The latest news shows that Oracle in the United States is planning to cut thousands of jobs to cope with the financial constraints caused by its large-scale artificial intelligence (AI) data center expansion plan. The layoffs will affect multiple business units of the company and could be implemented as early as this month, according to people familiar with the matter. Two of the people said that some of the layoffs will be concentrated in job categories that the company believes will be in less demand in the future due to the development of AI.

Under the leadership of Chairman Larry Ellison, Oracle is embarking on a historic expansion plan to build large-scale data centers to provide AI computing power to customers including OpenAI.
Oracle, long known for its database software, has been accelerating its transformation to cloud computing in recent years and has focused on AI in an attempt to become a strong competitor to market leaders Amazon, Microsoft and Google.
Wall Street overall expects Oracle's cloud computing unit's data center spending to push the company's cash flow into negative territory in the next few years, with those investments not starting to pay off until around 2030.
Last month, Oracle said it would raise up to $50 billion in debt and equity financing this year.
The scope of the planned layoffs is expected to exceed the company's usual "rolling" layoffs, people familiar with the matter said.
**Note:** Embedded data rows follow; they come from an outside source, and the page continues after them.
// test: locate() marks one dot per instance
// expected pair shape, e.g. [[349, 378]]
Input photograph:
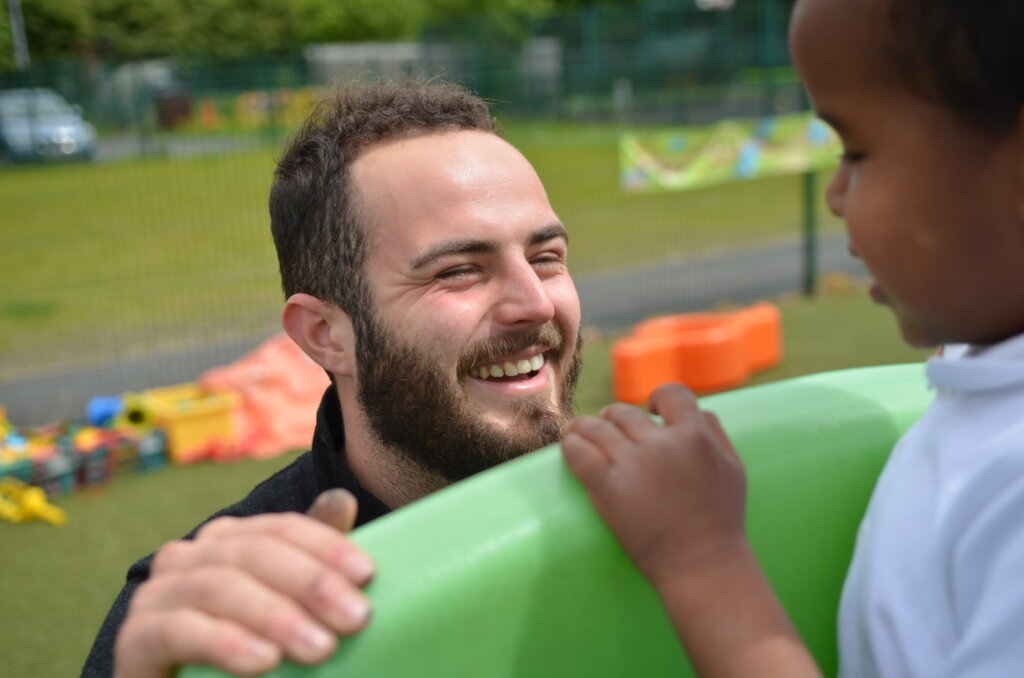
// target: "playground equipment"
[[707, 351], [199, 423], [511, 573], [20, 502]]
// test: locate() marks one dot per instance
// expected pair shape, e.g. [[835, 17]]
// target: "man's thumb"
[[335, 507]]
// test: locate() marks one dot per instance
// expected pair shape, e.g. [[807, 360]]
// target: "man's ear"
[[323, 331]]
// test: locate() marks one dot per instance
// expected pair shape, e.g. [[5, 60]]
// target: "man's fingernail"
[[359, 566], [354, 606], [261, 651], [315, 638]]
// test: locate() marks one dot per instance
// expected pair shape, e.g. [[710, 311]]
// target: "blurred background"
[[138, 137]]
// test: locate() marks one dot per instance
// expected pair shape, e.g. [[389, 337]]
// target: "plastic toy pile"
[[57, 459], [262, 405]]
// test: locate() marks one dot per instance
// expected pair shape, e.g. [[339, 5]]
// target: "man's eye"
[[548, 259], [461, 271]]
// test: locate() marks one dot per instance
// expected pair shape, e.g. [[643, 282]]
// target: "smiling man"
[[425, 270]]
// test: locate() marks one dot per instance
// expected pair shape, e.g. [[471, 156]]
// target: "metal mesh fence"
[[154, 261]]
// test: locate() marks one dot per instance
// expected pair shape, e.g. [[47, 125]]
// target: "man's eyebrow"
[[454, 247], [549, 232]]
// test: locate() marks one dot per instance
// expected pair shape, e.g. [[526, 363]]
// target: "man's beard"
[[424, 413]]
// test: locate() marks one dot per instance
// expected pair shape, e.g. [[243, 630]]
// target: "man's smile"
[[512, 368]]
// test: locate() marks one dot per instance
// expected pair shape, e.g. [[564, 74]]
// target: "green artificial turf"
[[58, 582], [110, 261]]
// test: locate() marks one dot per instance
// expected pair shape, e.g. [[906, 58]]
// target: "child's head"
[[927, 96]]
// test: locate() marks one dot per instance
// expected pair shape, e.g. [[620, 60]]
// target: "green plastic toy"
[[511, 574]]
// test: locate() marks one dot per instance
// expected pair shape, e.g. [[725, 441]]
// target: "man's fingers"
[[229, 594], [309, 535], [150, 645], [673, 403], [327, 593], [336, 508]]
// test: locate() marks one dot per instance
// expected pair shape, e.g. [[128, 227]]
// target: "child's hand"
[[673, 495]]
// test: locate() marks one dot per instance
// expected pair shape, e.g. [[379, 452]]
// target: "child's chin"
[[916, 336]]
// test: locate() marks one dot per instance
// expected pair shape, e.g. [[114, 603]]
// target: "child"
[[927, 97]]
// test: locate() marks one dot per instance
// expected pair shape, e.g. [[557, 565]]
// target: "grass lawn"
[[126, 259], [57, 583]]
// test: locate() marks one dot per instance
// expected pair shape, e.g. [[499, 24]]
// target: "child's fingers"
[[587, 461], [673, 403], [720, 435], [633, 422]]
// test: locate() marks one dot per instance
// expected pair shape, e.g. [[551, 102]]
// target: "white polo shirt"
[[936, 587]]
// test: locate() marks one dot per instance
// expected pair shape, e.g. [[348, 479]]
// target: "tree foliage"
[[135, 29]]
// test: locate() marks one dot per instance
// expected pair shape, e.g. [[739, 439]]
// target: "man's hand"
[[248, 592]]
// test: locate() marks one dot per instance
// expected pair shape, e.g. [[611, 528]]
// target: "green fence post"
[[810, 231]]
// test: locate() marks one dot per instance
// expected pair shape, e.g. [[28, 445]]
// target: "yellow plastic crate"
[[198, 422]]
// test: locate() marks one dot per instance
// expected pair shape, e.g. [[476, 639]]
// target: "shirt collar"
[[962, 368]]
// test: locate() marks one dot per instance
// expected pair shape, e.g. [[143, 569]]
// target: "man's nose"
[[523, 299]]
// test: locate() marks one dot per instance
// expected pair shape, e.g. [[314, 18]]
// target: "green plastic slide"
[[512, 574]]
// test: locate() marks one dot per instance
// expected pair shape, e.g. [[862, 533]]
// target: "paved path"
[[609, 302]]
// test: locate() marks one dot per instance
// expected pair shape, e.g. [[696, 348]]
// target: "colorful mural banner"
[[728, 151]]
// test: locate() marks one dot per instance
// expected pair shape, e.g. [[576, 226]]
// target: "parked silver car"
[[39, 124]]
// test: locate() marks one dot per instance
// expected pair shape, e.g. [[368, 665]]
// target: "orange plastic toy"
[[707, 351]]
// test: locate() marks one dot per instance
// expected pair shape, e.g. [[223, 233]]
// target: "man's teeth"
[[510, 369]]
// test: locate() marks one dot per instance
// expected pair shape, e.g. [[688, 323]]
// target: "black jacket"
[[292, 489]]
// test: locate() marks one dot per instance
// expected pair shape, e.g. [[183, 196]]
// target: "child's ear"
[[323, 331], [1019, 145]]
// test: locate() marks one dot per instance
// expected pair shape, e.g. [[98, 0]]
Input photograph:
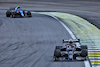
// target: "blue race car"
[[17, 13]]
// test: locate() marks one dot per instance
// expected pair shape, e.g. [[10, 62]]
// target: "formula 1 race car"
[[71, 50], [17, 14]]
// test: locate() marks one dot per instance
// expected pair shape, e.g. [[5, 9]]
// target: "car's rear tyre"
[[29, 14], [58, 47], [57, 53], [84, 53], [8, 13], [24, 13]]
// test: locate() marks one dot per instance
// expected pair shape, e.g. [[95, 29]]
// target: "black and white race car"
[[72, 49], [16, 14]]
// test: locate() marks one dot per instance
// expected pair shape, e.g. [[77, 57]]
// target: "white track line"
[[87, 64]]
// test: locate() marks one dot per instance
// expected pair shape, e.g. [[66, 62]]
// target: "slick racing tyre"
[[29, 14], [84, 53], [8, 13]]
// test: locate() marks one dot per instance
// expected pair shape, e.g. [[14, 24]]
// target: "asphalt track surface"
[[30, 42]]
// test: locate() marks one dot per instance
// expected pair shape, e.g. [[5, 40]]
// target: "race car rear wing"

This week, Oracle also announced internally that it would re-examine a large number of open positions in its cloud department and may slow down or even freeze the hiring process.
Data shows that as of May 2025, Oracle has approximately 162,000 employees worldwide. People familiar with the matter said the layoff plan is still being formulated and specific plans may still be adjusted.
In September last year, Oracle disclosed in a document that the company was advancing the largest restructuring plan in history, which may cost as much as $1.6 billion in the fiscal year ending in May, including severance costs for departing employees.
Oracle's initial layout as an AI cloud service provider was sought after by investors. The company's stock price rose 61% in 2024 and another 20% last year. However, as input costs continue to rise, market sentiment has begun to turn cold, and the stock price has halved from the high point in September last year.
The high upfront investment in AI is driving a wave of layoffs in the technology industry, with companies seeking a balance between expanding investment and controlling costs.
Last year, Microsoft laid off about 15,000 people while increasing spending on data centers and AI software development. Last week, Block also announced that it would lay off nearly half of its employees. Its co-founder Jack Dorsey said that AI is significantly improving efficiency.